Let $S$ be an infinite subset of $[0,1]$. For all $s \in S$, let W_s(t) be a standard Wiener process.

Definite P(s)_t = \mu(P,s,t) dt + \sigma(P,s,t) dW^s_t

Can we characterize? $$F_t= \int_S P(s)_t ds$$

Answer 1

Here's my take on this,

Let $S_t(s) = \int_0^t \mu(t,S_t,s)dt + \int_0^t \sigma(t,S_t,s)dW_t$

Then, $S_t(s)$ is a normally distributed random variable parametrized by it's expectation and variance.

To see that $S_t(s)$ is normal,

$S_t(s) = \int_0^t \mu(t,S_t,s)dt + \int_0^t \sigma(t,S_t,s)dW_t$,

which is equal to a constant $\int_0^t \mu(t,S_t,s)dt = A + \text{an infinite sum of normal random variables since } dW_t \text{ is distributed }$ $\mathcal N(0,1).$ The sum of normal random variables is again normally distributed, hence, the limit of the sum, the integral, is normally distributed by weak convergence.

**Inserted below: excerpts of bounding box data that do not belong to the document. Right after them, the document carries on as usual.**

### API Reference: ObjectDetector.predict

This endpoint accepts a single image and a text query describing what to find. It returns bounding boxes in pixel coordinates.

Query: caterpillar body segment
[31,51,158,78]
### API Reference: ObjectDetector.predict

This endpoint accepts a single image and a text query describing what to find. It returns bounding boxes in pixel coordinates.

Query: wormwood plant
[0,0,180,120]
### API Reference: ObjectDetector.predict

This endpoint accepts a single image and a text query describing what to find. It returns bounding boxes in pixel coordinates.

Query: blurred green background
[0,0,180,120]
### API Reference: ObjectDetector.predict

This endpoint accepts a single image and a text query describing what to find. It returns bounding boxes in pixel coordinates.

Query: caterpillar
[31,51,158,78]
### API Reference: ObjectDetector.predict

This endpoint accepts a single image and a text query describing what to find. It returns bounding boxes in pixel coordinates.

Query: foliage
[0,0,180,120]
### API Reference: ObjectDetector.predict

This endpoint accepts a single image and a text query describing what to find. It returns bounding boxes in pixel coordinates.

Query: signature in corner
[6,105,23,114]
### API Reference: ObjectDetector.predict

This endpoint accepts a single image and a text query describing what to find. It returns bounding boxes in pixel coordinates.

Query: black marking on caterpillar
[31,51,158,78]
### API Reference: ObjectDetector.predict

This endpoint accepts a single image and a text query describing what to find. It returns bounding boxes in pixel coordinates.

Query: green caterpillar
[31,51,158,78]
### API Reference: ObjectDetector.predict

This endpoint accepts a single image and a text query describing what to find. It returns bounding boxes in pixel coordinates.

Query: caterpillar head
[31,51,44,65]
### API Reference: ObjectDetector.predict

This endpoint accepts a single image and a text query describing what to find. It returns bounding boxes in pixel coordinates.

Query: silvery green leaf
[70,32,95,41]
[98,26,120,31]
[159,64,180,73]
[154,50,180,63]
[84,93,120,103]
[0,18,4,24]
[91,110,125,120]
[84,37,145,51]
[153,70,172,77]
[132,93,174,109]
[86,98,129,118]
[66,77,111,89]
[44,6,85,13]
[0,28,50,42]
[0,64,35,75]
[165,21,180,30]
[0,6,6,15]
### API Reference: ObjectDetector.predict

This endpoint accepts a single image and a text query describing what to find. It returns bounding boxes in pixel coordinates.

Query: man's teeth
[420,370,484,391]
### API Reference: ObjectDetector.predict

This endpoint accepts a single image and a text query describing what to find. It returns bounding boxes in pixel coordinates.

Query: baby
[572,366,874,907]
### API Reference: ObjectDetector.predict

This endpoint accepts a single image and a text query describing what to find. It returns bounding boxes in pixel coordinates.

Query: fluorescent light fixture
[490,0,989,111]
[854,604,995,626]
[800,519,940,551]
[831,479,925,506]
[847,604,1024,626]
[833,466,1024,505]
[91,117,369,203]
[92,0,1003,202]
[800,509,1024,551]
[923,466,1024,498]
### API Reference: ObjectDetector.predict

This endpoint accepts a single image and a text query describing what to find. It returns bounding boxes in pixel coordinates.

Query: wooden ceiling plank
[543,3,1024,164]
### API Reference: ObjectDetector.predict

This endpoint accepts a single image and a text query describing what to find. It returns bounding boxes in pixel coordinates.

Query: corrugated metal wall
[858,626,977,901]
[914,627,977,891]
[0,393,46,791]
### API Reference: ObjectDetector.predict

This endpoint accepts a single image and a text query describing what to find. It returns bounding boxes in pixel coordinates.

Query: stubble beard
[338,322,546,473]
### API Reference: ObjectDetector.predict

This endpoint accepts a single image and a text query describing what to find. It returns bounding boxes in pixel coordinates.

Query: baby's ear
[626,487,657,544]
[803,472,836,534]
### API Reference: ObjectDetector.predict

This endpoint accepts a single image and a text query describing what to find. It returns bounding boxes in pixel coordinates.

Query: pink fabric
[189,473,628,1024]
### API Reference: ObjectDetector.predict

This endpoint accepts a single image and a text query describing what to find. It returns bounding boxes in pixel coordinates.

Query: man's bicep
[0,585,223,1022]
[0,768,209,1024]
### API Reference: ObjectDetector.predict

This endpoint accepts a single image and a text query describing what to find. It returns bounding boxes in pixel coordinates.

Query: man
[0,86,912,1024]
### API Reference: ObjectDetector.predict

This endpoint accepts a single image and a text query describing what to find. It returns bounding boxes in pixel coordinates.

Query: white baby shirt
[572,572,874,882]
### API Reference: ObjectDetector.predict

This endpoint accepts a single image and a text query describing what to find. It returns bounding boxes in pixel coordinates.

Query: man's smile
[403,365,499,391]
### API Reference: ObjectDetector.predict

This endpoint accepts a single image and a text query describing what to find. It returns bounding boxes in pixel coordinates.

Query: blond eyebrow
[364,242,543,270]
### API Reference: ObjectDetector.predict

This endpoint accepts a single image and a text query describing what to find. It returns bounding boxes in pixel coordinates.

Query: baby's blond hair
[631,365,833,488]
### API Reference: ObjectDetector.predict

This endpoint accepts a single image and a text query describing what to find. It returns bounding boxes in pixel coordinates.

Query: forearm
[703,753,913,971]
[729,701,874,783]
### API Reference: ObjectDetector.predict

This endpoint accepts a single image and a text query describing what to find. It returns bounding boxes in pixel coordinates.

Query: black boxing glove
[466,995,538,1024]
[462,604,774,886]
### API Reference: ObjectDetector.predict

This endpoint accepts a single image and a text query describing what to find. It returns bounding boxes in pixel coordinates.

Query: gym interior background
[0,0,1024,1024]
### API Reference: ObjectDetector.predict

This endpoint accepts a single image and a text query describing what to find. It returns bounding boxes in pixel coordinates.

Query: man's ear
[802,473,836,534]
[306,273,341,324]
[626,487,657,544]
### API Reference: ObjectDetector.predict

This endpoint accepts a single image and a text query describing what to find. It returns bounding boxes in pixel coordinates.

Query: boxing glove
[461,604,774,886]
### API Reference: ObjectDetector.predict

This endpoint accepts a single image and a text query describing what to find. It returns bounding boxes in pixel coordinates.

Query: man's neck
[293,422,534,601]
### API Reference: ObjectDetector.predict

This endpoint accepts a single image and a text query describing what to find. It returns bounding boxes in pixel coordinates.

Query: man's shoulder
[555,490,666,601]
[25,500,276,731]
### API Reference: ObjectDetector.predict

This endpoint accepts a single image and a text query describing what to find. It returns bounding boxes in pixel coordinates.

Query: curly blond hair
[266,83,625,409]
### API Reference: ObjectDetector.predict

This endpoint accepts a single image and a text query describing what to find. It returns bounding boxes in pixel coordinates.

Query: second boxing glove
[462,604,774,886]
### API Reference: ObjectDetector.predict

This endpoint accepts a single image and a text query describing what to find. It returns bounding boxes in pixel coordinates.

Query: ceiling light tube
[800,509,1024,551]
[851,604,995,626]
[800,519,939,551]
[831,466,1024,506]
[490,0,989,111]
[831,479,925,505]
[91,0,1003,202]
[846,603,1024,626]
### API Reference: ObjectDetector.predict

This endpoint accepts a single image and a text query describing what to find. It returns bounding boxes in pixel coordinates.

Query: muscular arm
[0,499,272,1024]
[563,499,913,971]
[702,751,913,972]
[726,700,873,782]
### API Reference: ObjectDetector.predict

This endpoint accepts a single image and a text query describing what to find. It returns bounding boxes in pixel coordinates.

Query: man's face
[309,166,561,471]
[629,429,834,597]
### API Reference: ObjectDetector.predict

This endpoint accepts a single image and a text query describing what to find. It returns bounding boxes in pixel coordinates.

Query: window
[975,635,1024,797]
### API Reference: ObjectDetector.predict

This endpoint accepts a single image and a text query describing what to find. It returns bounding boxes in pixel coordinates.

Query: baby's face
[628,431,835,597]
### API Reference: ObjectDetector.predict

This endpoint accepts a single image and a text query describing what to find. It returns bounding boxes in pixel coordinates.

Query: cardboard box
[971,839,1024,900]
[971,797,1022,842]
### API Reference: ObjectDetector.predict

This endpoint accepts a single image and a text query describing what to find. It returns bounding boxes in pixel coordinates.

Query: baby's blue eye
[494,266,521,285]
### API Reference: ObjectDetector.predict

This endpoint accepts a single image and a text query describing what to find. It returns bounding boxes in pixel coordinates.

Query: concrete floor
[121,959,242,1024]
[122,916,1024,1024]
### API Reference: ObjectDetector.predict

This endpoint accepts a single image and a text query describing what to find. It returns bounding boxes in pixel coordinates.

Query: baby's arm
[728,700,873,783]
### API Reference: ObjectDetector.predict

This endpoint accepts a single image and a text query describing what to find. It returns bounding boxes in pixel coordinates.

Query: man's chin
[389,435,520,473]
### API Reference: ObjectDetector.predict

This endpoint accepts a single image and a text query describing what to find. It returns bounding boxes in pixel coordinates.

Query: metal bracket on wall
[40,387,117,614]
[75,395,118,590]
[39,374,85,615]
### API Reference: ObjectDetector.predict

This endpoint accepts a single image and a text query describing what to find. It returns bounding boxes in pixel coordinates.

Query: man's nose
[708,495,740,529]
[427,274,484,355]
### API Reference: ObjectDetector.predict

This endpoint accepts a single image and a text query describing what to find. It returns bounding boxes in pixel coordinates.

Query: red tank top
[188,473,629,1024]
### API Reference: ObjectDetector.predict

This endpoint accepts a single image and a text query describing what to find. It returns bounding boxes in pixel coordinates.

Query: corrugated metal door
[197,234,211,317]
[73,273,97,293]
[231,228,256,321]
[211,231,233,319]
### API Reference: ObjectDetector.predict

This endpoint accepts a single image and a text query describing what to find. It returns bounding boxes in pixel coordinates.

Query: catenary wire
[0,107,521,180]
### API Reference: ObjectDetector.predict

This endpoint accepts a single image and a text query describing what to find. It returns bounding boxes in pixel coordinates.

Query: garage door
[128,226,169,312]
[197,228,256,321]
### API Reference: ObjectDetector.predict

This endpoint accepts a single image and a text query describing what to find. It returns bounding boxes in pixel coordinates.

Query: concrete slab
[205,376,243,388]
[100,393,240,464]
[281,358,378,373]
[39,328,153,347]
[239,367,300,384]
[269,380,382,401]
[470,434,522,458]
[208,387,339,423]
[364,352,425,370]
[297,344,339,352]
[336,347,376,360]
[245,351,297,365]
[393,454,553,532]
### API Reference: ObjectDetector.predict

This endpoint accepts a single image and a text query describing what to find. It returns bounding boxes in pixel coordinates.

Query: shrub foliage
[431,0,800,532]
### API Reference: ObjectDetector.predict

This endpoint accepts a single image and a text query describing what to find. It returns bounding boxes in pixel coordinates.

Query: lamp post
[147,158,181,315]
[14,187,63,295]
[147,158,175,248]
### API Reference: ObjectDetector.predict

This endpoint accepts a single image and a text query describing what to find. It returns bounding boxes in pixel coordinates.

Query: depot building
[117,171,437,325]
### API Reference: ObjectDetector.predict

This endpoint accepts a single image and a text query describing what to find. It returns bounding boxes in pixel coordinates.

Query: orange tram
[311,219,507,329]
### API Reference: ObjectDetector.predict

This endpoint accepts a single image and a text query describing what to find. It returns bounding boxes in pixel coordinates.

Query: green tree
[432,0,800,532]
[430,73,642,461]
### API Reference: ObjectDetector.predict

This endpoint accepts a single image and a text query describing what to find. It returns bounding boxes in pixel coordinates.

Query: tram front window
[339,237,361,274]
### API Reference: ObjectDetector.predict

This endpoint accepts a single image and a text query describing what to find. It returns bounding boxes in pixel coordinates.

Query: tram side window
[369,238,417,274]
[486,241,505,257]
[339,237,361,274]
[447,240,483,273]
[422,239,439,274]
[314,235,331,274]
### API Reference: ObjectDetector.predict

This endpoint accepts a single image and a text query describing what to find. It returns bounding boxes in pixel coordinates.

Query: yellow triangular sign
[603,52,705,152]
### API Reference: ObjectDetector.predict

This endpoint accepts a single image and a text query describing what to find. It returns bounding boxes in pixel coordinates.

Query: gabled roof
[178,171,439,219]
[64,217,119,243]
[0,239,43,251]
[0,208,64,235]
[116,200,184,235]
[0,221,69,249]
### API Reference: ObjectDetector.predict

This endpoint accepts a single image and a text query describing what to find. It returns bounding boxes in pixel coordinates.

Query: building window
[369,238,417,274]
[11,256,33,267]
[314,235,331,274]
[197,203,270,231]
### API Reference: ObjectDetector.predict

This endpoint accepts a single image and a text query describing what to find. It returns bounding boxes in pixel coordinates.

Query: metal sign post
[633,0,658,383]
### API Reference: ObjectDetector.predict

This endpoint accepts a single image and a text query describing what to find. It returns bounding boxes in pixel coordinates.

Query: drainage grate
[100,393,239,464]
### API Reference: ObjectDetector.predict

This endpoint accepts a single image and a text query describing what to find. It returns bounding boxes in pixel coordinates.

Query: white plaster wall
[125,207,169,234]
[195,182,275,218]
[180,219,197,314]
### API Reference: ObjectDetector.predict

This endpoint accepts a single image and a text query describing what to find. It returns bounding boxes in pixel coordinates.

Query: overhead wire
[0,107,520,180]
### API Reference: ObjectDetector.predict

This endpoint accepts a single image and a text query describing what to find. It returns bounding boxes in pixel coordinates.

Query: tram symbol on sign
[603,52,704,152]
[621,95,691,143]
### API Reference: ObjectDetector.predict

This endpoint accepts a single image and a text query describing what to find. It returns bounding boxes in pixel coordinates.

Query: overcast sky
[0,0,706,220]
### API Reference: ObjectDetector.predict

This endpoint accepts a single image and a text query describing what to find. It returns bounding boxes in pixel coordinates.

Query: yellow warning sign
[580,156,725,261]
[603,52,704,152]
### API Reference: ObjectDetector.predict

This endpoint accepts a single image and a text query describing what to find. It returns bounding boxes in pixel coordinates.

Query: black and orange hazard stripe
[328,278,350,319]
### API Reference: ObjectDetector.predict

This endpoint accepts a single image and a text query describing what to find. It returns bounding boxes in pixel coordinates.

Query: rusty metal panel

$\Bbb E[S_t(s)] = \Bbb E[\int_0^t\mu(t,S_t,s)dt] + \Bbb E[\int_0^t \sigma(t,S_t,s)dW_t]$

$= \int_0^t\mu(t,S_t,s)dt + \int_0^t \sigma(t,S_t,s)\Bbb E[dW_t]$

Where we are able to pass the Expectation operator under the integral by dominated convergence because the integral is a limit of sums, so we can pass the expectation operator through the integral. Also assuming that $\sigma(t,S_t,s)$ is deterministic.

$\Rightarrow \Bbb E[S_t(s)] = \int_0^t\mu(t,S_t,s)dt$ Because $\Bbb E[dW_t] = 0$

Similarly,

$\Bbb E[S_t(s)^2] = \Bbb E[(\int_0^t \sigma(t,S_t,s)dW_t)^2] = \int_0^t \Bbb E[\sigma(t,S_t,s)^2dW_t^2]$ By Ito Isometry.

$\Rightarrow \Bbb E[S_t(s)^2] = \int_0^t \Bbb E[\sigma(t,S_t,s)^2dt] = \int_0^t \sigma(t,S_t,s)^2dt \Rightarrow Var(S_t(s)) = \Bbb E[S_t(s)^2] - \Bbb E[S_t(s)]^2$

I hope that's what you were asking.